Clearly, the council would want to include high quality community, expert and councillor representation on this panel to decide the planning application. It is likely that this representation would include people who have previously held an opinion or expressed a view.

 These officer recommendations were carried by Council. (23rd June, 2008) 

So why is one Council so restrictive, and another capable of working within the parameters set by the Winky Pop decision, yet still maintaining direct community input and full voting rights for the majority of councillors? Is it really a case of ‘conflict of interest’ and Winky Pop, or merely what Penhalluriack labelled as ‘anti-community and anti-democratic’ – but not from the legislation alone in this case, but its interpretation by certain individuals within Council. 

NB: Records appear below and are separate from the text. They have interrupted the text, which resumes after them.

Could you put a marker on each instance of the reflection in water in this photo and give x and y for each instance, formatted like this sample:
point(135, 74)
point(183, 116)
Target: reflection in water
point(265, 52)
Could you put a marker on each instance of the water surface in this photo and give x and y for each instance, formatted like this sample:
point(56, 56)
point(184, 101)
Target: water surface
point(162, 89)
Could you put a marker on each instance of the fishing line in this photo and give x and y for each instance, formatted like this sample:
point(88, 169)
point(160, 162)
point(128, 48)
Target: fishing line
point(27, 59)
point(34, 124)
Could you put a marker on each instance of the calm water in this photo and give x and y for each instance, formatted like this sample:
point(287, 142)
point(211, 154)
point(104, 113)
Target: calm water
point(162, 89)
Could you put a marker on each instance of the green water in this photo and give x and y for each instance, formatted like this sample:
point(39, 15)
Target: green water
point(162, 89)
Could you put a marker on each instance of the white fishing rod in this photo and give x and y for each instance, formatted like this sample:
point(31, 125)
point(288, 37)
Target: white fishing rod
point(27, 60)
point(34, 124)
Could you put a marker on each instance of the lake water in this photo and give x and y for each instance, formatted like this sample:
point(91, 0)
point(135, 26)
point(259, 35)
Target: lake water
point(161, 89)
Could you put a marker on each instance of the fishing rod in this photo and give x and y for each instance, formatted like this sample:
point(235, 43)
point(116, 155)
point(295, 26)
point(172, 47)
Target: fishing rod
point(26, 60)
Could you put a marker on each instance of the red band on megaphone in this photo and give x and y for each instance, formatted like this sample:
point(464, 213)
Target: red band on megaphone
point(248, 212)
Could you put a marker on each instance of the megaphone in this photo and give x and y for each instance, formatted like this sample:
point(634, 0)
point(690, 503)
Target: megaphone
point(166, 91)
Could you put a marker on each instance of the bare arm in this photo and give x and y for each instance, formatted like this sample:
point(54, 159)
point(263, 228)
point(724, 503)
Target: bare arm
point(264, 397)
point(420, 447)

The legislation covering councillor ‘conflict of interest’ has now been extended and elaborated upon. There are two kinds – ‘direct’ and ‘indirect’ conflict of interest. The former largely involves ‘pecuniary’ advantage and the latter, advantage of family and other relationships. In the context of the Racecourse however, we do not believe that trustees have a ‘conflict of interest’. This is based on the fact that:

  • Councillor trustees are not paid for their “services” – hence there is no pecuniary interest and since the legislation was amended, hospitality is no longer applicable
  • The MRC is technically a ‘not for profit’ organisation and hence the legislation exempts such groups from the conflict of interest provisions, and
  • Council does not ‘select’ the trustees – they merely put forward several councillor names. Selection is thus not the province of the Council

Given the above, it is therefore perfectly reasonable to argue that both Magee and Tang are exempt from the ‘conflict of interest’ provisions which would prevent them from participating in the C60 and centre of the racecourse decision making. That leaves at least 7 councillors (and the possibility of  all of them) to partake in the decision making. The need for a quorum is thus fulfilled and the existence of the Racecourse Committee with its delegated powers becomes unnecessary.

At the last council meeting the arguments opposing the abandonment of this Special Committee were all about ‘risk’ – risk from a challenge by the MRC, risk about process, risk about liability. We maintain that the greatest risk to the community lies with allowing a Committee of 4 individuals exercising their delegated powers when there is no legitimate reason for them to do so. The Committee should be disbanded, its delegation powers removed, and the vote taken in a normal council meeting where the vast majority of councillors may present their arguments and vote.